7:42 I’m staring up at the ceiling. Dim light is emanating from small lamps spaced every few feet, with dark patches in between. There seems to be something cosmically significant about it. The light is happiness, or positivity, or contentment, or something, and it’s up to us to turn it on and eradicate the darkness in our lives. We want to be near radiant individuals, but we can also become radiant individuals and thus be a shelter from the darkness for others.
7:42 continued: Why did I reject the towel? Maybe I wanted to be seen as someone with foresight, someone who acted with purpose and didn’t forget things. But I think it’s deeper than that. Maybe subconsciously I wanted to play the role of the inexperienced practitioner, the outsider. Maybe life is about changing the roles that we set for ourselves.
7:42 continued, part 2: Am I hypoxic, or did I just have a major breakthrough?
7:42 continued, part 3: How long have I been sitting here?
7:44 Clemente flips the lights back on. Still more work to do. God damnit. Maybe the light isn’t such a good thing after all.
7:45 “Pidgeonnn,” Clemente says, knowingly. There are some chuckles from the class. This doesn’t sound too bad. I lower myself onto my mat, which creates a horrible wet sucking noise from all the moisture. In a former life, when I wasn’t on the brink of unconsciousness, I would have been embarrassed by this.
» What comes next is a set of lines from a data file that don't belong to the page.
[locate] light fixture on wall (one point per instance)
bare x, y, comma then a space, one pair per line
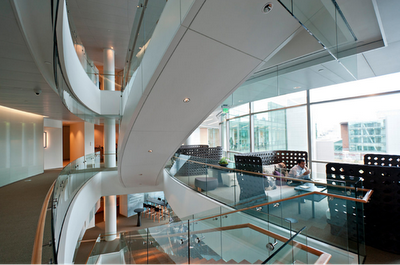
45, 139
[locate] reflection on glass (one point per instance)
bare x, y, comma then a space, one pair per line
354, 128
239, 134
279, 102
270, 131
239, 110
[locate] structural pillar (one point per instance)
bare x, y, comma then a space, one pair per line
80, 51
109, 124
110, 217
109, 69
109, 143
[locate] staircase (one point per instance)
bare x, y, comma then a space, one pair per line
156, 257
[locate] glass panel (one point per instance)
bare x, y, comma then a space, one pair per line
213, 137
292, 99
270, 130
239, 110
239, 134
354, 128
169, 244
380, 84
137, 246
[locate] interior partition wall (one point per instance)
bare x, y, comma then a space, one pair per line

7:46 This pose is torture. You tuck one leg under the other then stretch forward, dropping your head as far down as you can. My quads erupt in a series of fiery spasms. There should be a new pidgeon pose, Modern Pidgeon, where you walk around cockily with a group of your friends and eat leftover food.
7:50 I’m in rhythm, now. My body moves mechanically to Clemente’s suggestions. I feel a deep sense of calm, triggering a feeling of elation.
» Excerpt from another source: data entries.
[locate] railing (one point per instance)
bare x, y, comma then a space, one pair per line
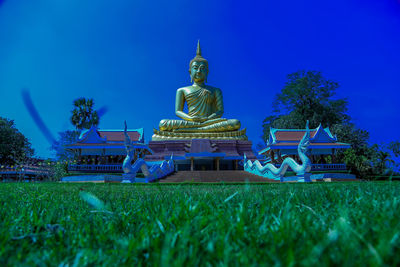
25, 170
324, 167
96, 168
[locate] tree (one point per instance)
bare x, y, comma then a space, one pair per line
65, 138
307, 95
83, 115
395, 148
14, 146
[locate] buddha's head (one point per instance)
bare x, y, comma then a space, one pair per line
198, 67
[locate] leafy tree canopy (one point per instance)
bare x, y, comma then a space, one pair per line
307, 95
14, 146
83, 115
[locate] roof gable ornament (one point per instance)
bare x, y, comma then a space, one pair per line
91, 136
322, 136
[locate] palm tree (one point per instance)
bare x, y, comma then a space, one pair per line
83, 115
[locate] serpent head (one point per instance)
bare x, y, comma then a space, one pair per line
128, 143
305, 141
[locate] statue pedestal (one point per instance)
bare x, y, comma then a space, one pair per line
128, 178
202, 154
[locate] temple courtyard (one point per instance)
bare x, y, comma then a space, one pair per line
88, 224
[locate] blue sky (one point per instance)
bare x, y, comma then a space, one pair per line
131, 56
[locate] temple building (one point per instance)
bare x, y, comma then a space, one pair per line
283, 142
104, 150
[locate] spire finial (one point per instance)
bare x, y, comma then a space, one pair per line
198, 52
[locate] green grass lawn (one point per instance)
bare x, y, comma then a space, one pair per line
192, 225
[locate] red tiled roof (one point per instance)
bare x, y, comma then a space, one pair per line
292, 135
114, 136
311, 144
98, 144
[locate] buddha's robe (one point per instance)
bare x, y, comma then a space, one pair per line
201, 102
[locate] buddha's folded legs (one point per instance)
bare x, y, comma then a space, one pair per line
190, 126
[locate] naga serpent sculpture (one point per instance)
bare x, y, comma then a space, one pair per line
272, 172
152, 173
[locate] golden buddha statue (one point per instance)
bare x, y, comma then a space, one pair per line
205, 109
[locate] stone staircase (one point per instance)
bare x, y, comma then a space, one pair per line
213, 177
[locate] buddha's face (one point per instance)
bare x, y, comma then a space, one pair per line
198, 71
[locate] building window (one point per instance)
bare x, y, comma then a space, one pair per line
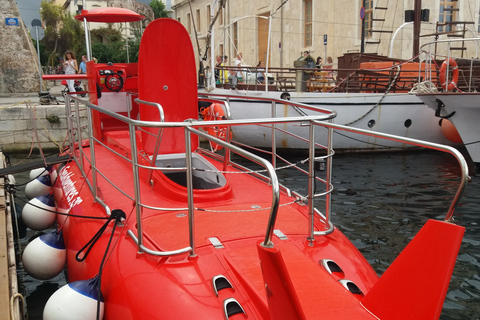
447, 14
199, 25
308, 23
235, 36
209, 17
368, 18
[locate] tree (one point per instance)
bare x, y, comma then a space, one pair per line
159, 10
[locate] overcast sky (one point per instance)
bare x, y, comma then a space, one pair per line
29, 10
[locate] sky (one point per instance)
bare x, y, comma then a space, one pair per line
29, 10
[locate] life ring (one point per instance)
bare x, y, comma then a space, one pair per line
453, 68
212, 113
7:56 The last stretch. Clemente clicks the lights and heater off for the last time. The angelic ceiling fan, my sun and stars, whirs to life once more. We return to the breathing exercise we started with in a seated position.
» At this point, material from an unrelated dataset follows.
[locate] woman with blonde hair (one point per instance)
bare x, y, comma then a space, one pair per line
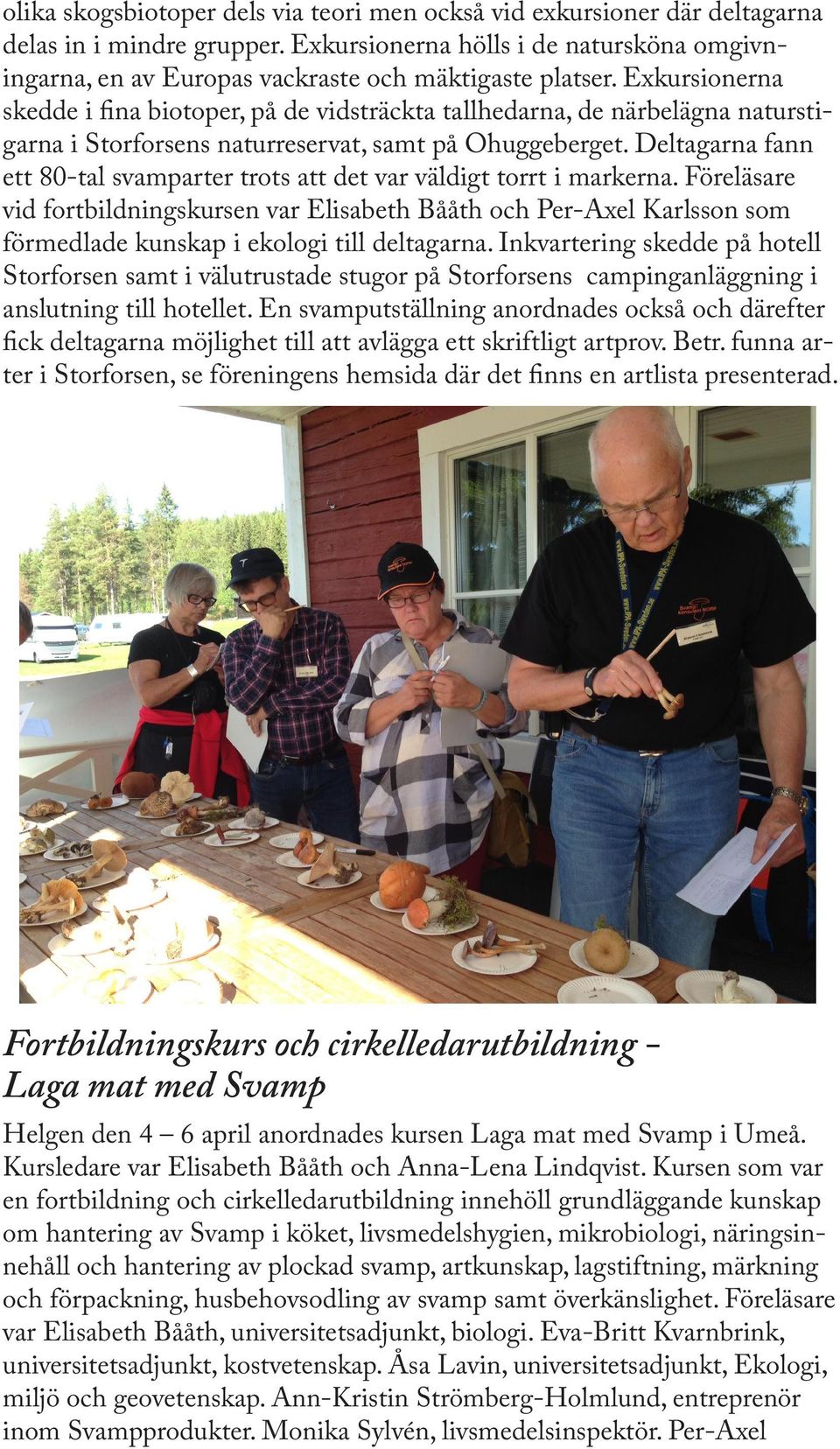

7:59 “Thank you for sharing in your practice today with me,” Clemente says. I would take a bullet for this man. “Namaste.”
8:00 I chase off a school of catfish from my swamp mat, roll it up, and leave the room. The lobby air is crisp and refreshing on my boggy, erythematous skin. I see my friend, who is all smiles. “What did you think?” he says.
I laugh. I have lived a thousand lifetimes, suffered a thousand deaths. My mind is free and clear. I’m swimming in endorphins. I’m whole. “It was good,” I say. “We should do it again sometime.”